No final de novembro, representantes do Diretório Central de Estudantes
(DCE) reuniram-se com a Reitoria em busca de informações sobre
os rumores de demissões de professores e extinção de cursos,
temas que estavam preocupando os alunos e ocupando boa parte das aulas. “A
falta de informações sobre a reforma provocou preocupação,
pois havia relatos de que algumas cadeiras seriam extintas. A Reitoria se comprometeu
resguardar as características de cada curso e estabeleceu parâmetros
até então desconhecidos dos alunos”, conta Sílvio
Ribeiro, presidente do DCE.
Além do problema das demissões na Ulbra, há a concentração
de alunos no turno da noite. “Todas as Licenciaturas estão concentradas
no turno da noite, e têm gerado preocupação. Isso obriga
o professor a lecionar somente nesse turno em cinco dias da semana para cumprir
40 horas semanais, reduzindo as alternativas de mercado de trabalho”, observa
a professora de Licenciatura da Ulbra, Cláudia Groenwald.
Regulamentar
para regular
Marcos Fuhr*
final do ano letivo e a transição para o próximo
são
sempre muito delicados para os professores do ensino
privado e por conseqüência para o seu Sindicato, por onde acaba passando
o infortúnio dos que com a rescisão do seu contrato de trabalho
são desligados da sua escola.
Este final de ano, em particular, está se constituindo em momento difícil
para o Sinpro/RS e seu projeto sindical comprometido com a dignidade dos professores.

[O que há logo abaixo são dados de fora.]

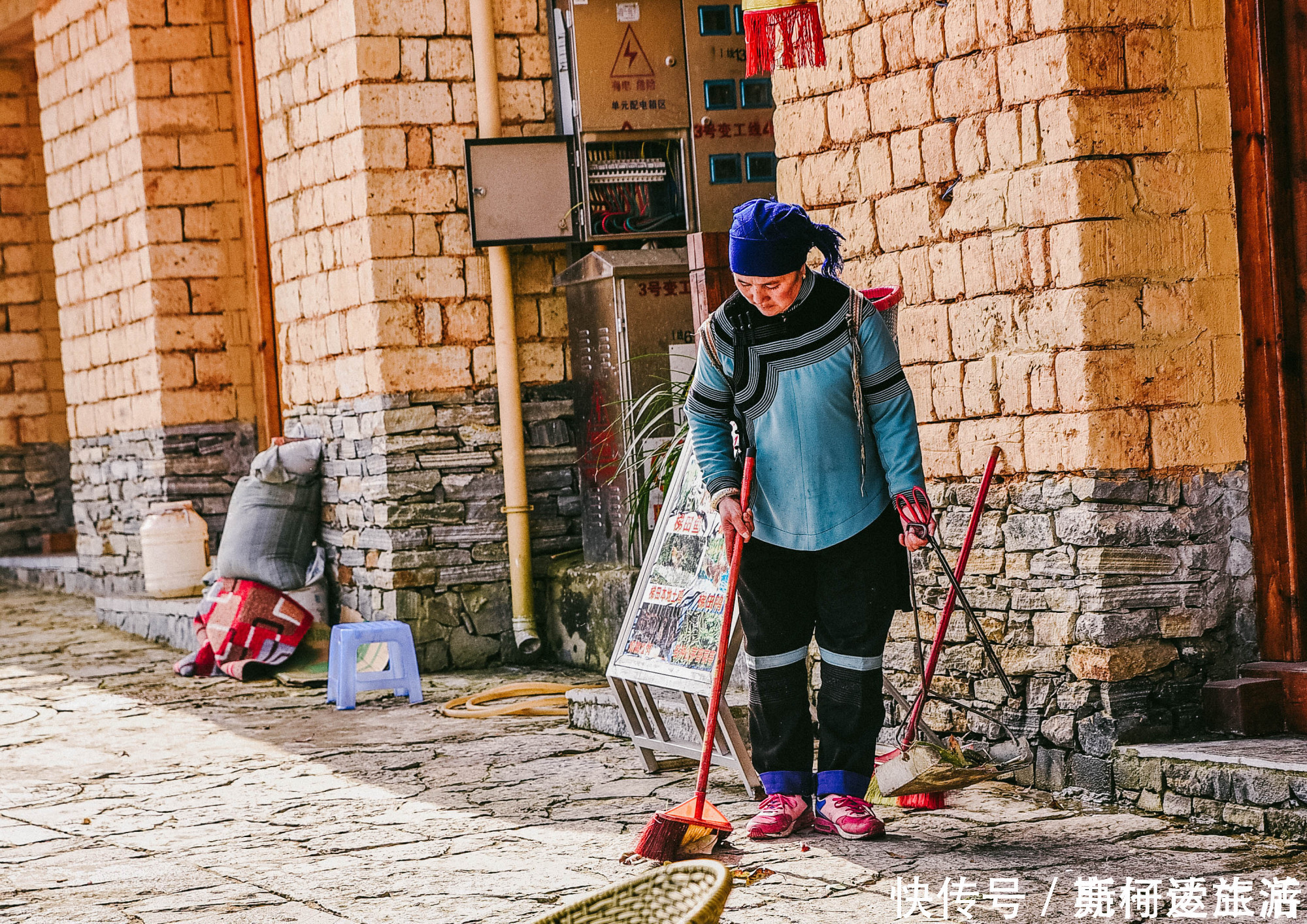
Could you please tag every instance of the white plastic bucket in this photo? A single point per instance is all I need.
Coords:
(174, 551)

Vivemos, sem dúvida, os reflexos do esgotamento de um ciclo de crescimento
da Educação Superior. Estancou o crescimento do número de
novos alunos, mas não a concorrência entre as instituições.

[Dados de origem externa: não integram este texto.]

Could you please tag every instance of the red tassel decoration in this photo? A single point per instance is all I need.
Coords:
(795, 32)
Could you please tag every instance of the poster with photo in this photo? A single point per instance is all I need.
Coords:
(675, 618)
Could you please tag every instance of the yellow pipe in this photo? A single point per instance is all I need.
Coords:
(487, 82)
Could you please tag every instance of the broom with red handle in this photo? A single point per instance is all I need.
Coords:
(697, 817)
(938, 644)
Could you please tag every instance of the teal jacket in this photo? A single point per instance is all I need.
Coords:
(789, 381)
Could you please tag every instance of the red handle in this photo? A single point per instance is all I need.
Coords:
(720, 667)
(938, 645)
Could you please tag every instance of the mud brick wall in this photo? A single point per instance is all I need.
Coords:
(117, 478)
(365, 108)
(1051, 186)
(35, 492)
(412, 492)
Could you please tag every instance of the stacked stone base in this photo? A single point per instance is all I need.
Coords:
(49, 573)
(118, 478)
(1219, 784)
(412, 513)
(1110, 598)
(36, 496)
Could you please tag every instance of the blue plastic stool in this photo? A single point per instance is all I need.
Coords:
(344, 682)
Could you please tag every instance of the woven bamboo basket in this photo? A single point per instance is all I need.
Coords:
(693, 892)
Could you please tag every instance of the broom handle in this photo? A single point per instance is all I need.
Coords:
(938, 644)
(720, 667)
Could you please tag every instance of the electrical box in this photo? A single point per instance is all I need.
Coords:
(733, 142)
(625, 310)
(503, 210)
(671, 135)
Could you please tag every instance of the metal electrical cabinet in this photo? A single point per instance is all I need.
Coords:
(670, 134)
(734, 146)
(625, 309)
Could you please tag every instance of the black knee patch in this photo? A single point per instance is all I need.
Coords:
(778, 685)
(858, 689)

Aliás, a disputa pelos alunos só tem se acirrado e, graças
a uma quase permissividade oficial, o patamar da concorrência vem baixando
cada vez mais.
Proliferam pelo Estado a fora os cursos de pós-graduação
oferecidos por instituições de que até hoje nunca se ouviu
falar. A eles somam-se agora uma enxurrada de cursos a distância, de origem
e qualidade igualmente duvidosa.
Para adequar-se ao novo cenário do mercado educacional, para completar
sua adequação à LDB de 1996, ou mesmo as possibilidades
da normalização educacional, exercitam as instituições,
especialmente as Universidades, as mais diversas alterações nos
seus projetos acadêmicos.
Mudanças acadêmicas que a autonomia universitária lhes faculta,
de um modo geral a serviço da economia de custos, ditada pelas Pró-Reitorias
administrativas.
Ante a indiferença dos bispos, queixam-se os professores ao Sinpro/RS.

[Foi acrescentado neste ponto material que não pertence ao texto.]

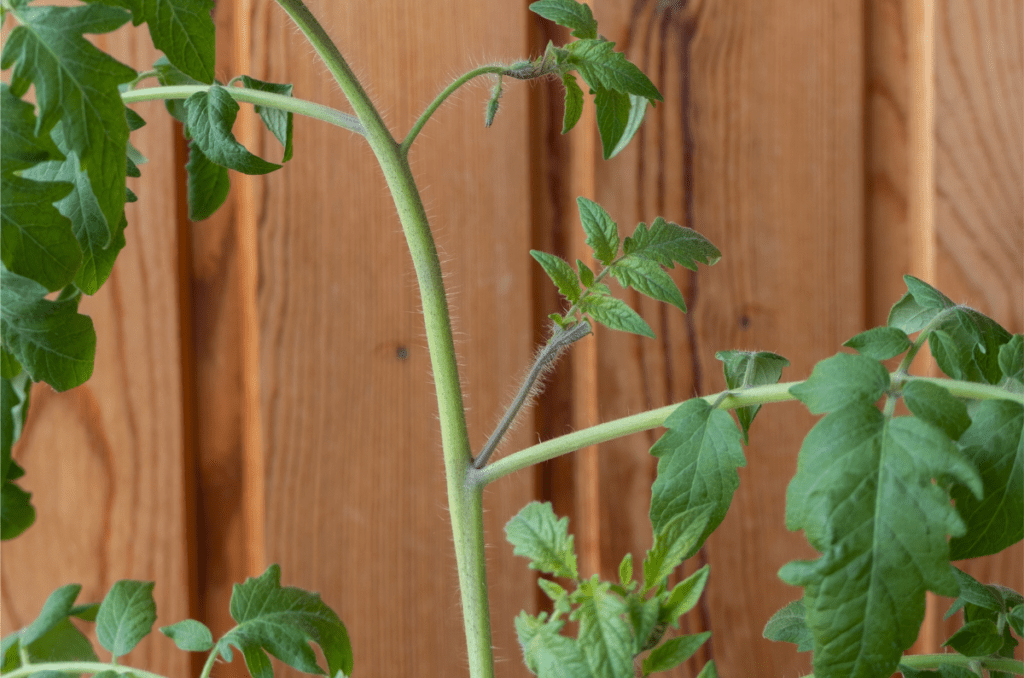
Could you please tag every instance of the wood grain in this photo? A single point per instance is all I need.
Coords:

Esperam reações e atitudes que estão fora das possibilidades
de um sindicato, que apesar do acompanhamento da dinâmica educacional,
da incidência sobre as instituições em prol do cumprimento
das suas obrigações contratuais com os professores, não
ignora e não pode afrontar a autonomia destas de definir seu projeto acadêmico
e sua relação com o mercado.
O Sinpro/RS continuará em 2006 a luta por maior regulamentação
da educação especialmente no nível superior, convencido
de que, se o crescimento da oferta ao longo dos anos 90 foi altamente comprometedor
para a qualidade do ensino, o seu estancamento e o acirramento da concorrência
serão provavelmente desastrosos para a clientela, para os professores
e, inclusive, para as instituições comprometidas com um projeto
educacional sério.
Regulamentação para regular. Esta é a tese que vimos defendendo,
seja na esfera pública como no âmbito da Convenção
Coletiva de Trabalho entre o Sinpro/RS e o Sinepe/RS. O maior beneficiário
desta política certamente será o conjunto da sociedade.